This study provides context of inertia to research on small-signal stability of grid-following inverters. Particularly, we have shown that there is an upper limit in the number of grid-forming inverters or VSGs that can be present in the grid while maintaining its small-signal stability. We also showed that recruiting VSGs with smaller capacities jeopardizes the stability of the grid. Given these constraints, operators can contract prosumers of suitable capacities to participate in forming the grid and providing inertia through the stability market, so that the number VSGs remains below the limit.
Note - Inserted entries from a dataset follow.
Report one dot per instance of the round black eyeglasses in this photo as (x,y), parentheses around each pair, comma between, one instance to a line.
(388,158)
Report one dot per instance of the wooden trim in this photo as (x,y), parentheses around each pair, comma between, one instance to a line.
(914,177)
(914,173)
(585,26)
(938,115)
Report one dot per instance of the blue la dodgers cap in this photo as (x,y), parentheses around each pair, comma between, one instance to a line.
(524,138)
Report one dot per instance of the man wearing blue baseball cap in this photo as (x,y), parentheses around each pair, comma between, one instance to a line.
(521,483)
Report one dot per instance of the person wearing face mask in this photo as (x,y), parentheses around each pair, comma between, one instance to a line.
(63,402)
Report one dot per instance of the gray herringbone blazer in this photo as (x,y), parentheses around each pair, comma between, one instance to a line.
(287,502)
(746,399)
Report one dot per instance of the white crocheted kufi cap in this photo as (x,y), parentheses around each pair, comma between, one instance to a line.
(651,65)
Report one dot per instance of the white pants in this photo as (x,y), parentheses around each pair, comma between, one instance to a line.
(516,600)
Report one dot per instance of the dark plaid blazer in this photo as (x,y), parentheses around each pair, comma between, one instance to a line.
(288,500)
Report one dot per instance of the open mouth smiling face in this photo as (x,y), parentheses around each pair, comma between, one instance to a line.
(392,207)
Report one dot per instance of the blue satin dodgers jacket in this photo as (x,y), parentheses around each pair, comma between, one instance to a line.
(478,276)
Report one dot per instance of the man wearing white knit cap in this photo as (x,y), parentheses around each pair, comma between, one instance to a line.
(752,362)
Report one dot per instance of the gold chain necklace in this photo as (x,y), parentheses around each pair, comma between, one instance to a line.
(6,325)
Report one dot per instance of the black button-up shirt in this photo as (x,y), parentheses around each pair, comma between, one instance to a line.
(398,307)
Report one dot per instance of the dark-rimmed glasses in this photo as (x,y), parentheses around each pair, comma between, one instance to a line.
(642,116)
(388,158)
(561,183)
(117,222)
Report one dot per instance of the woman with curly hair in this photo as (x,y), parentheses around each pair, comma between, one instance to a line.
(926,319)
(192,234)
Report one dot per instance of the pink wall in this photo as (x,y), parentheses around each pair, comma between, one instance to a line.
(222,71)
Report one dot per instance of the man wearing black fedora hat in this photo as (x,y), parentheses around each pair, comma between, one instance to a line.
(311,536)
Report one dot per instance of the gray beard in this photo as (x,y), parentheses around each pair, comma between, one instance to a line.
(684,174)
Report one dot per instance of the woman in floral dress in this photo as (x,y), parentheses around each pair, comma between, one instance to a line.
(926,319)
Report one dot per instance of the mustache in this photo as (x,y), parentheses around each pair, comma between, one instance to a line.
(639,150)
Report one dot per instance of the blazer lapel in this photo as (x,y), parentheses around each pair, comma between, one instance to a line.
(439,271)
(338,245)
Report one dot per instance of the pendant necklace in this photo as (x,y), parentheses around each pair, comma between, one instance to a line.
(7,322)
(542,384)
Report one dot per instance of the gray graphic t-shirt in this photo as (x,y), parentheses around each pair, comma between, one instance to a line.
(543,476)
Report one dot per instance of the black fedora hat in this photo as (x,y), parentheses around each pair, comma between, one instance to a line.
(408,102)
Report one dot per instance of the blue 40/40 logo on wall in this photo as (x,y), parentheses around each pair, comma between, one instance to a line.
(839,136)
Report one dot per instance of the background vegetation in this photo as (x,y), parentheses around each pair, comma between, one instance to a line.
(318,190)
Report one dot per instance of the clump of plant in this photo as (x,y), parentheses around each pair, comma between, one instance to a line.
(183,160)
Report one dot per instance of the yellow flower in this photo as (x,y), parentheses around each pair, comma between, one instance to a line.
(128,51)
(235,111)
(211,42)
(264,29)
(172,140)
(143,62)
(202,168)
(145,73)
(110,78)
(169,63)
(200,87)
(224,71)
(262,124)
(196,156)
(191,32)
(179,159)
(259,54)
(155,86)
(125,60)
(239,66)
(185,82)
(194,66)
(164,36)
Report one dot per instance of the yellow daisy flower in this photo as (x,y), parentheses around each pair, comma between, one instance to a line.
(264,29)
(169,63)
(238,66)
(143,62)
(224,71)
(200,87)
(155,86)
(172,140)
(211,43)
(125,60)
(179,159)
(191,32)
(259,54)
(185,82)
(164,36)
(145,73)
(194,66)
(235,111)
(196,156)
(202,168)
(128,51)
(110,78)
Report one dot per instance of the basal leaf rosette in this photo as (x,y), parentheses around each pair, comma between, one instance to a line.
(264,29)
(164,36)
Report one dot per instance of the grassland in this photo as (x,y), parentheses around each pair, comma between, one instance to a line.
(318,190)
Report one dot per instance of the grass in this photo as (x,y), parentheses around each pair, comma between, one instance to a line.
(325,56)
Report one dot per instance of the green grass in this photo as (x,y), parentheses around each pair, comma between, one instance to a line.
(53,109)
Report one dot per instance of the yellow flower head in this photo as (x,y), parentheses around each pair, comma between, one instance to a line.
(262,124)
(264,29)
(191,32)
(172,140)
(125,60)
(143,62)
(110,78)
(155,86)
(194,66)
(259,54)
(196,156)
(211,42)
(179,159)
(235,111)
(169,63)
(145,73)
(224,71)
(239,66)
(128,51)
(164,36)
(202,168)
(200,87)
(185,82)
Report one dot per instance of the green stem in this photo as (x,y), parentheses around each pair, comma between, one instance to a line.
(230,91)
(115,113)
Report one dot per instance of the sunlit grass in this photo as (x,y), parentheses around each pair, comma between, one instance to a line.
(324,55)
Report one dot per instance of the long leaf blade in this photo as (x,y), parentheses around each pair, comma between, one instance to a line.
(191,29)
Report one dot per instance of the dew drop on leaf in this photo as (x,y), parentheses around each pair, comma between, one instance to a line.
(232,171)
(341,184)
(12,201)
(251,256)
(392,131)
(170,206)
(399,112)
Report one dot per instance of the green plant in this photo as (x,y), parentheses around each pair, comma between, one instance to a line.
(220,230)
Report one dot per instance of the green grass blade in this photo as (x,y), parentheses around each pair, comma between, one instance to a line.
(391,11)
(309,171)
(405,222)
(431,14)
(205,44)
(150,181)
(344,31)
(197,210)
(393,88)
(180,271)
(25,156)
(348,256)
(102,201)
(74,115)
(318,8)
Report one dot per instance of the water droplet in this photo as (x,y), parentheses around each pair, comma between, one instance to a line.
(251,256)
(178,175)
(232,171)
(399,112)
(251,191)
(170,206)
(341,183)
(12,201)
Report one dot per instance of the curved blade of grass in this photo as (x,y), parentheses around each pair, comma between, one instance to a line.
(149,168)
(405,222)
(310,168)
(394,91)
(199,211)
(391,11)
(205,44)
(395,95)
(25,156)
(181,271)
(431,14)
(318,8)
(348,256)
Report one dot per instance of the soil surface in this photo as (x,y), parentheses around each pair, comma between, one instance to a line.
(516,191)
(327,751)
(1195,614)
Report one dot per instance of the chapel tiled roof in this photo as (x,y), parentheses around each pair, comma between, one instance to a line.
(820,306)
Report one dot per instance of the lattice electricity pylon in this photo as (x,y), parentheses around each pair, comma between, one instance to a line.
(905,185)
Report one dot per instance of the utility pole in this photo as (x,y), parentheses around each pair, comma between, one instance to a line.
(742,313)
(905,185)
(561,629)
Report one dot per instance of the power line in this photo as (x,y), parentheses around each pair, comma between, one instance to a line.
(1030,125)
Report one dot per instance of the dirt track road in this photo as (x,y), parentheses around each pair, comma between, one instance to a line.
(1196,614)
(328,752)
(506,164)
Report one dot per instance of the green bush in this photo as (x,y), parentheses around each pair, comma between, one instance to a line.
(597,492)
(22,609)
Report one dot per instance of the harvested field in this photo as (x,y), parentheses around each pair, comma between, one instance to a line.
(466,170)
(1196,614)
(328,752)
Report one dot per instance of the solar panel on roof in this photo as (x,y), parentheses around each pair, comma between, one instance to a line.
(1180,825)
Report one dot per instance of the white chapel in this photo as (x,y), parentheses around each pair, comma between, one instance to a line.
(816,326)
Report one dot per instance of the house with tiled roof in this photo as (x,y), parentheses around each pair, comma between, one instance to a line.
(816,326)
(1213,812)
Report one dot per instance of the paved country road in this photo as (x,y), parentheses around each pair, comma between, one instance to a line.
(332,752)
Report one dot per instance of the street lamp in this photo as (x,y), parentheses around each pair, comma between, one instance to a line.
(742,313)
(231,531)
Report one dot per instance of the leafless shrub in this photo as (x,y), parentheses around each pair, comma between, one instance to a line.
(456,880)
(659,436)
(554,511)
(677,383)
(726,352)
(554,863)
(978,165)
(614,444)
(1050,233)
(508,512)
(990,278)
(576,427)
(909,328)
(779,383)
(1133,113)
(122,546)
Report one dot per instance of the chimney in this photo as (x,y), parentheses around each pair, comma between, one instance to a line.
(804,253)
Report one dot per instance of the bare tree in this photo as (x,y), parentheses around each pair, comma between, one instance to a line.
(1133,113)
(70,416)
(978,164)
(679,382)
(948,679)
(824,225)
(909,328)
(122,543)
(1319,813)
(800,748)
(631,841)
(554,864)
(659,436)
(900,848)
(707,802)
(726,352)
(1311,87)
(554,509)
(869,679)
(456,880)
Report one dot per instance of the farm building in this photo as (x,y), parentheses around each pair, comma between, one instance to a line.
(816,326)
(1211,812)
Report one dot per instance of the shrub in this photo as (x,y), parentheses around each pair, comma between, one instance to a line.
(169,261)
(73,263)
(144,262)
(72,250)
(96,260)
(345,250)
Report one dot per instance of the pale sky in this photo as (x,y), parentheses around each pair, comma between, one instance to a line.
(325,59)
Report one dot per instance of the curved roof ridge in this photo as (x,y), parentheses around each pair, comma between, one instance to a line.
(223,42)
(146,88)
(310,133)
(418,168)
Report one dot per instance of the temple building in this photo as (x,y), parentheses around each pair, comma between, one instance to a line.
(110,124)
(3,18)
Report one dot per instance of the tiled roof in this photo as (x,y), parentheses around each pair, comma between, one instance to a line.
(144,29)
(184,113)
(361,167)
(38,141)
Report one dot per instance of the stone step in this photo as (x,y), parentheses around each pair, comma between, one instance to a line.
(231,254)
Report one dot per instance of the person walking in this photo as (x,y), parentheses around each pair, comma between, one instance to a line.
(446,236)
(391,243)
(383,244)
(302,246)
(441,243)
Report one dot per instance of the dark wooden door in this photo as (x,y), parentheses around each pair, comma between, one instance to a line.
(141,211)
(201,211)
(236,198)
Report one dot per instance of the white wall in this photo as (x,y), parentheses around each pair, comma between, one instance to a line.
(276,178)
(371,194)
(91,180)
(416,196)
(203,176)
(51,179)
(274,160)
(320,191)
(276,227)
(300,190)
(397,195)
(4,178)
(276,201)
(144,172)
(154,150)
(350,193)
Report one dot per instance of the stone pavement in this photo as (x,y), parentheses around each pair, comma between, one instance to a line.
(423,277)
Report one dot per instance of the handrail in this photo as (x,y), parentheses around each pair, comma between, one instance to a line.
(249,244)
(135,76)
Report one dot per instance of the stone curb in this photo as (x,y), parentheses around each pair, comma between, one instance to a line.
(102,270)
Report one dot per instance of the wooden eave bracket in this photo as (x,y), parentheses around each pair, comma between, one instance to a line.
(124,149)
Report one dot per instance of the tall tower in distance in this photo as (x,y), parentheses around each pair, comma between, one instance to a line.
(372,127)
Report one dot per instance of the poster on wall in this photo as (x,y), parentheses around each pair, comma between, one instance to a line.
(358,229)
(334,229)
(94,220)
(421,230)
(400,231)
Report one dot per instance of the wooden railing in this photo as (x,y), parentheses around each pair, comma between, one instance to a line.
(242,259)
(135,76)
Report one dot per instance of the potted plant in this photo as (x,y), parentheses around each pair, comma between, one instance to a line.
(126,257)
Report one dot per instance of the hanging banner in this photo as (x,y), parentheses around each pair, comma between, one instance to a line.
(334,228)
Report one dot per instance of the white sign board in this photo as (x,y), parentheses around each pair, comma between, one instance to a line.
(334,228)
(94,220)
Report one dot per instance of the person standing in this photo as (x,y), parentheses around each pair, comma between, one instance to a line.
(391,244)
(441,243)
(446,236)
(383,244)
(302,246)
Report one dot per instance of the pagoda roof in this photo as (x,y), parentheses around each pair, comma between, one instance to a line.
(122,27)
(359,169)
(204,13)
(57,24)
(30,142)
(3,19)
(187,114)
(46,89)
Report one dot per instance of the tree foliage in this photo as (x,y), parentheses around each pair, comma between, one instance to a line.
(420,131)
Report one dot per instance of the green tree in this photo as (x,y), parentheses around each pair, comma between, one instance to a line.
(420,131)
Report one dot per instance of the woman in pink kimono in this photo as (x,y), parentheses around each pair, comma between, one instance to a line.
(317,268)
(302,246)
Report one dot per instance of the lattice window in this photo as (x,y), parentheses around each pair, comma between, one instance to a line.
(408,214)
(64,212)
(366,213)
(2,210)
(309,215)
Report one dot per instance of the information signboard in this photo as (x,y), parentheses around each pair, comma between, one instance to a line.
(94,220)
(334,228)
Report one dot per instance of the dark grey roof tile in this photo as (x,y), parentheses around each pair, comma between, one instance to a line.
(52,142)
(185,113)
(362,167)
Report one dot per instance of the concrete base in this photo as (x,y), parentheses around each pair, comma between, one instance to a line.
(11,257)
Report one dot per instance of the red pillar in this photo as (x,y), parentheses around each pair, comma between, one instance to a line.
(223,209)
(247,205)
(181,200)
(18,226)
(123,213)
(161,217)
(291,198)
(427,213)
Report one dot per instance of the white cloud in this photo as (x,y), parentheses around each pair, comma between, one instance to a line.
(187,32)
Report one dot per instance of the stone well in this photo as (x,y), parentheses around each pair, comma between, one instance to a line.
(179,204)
Despite long-term planning by the utilities, the number of VSGs operating can change in the short-term depending on, e.g., generation stochasticity, changing prosumer needs, faults, or other failures. Then, the stability storage service proposed in this paper can enable the robust operation, while adequately compensating the prosumers for this additional service.

The prosumers continue to provide stability storage as a stop-gap measure until grid-level coordination obviates its need by calling for an increase in the overall inertia from prosumers, bringing online generators of higher capacity, removing generators with smaller capacities, or effecting updates on primary controller parameters through secondary control. Meanwhile, the secondary control structure can also be utilized to tackle the side-effects arising from implementing the stability storage functionality such as voltage sag and changing reactive power share due to the changes in the VSGs' output impedance.

Overall, our study helps energy policymakers and power utilities from diverse power systems to develop a viable roadmap towards achieving higher renewable penetrations.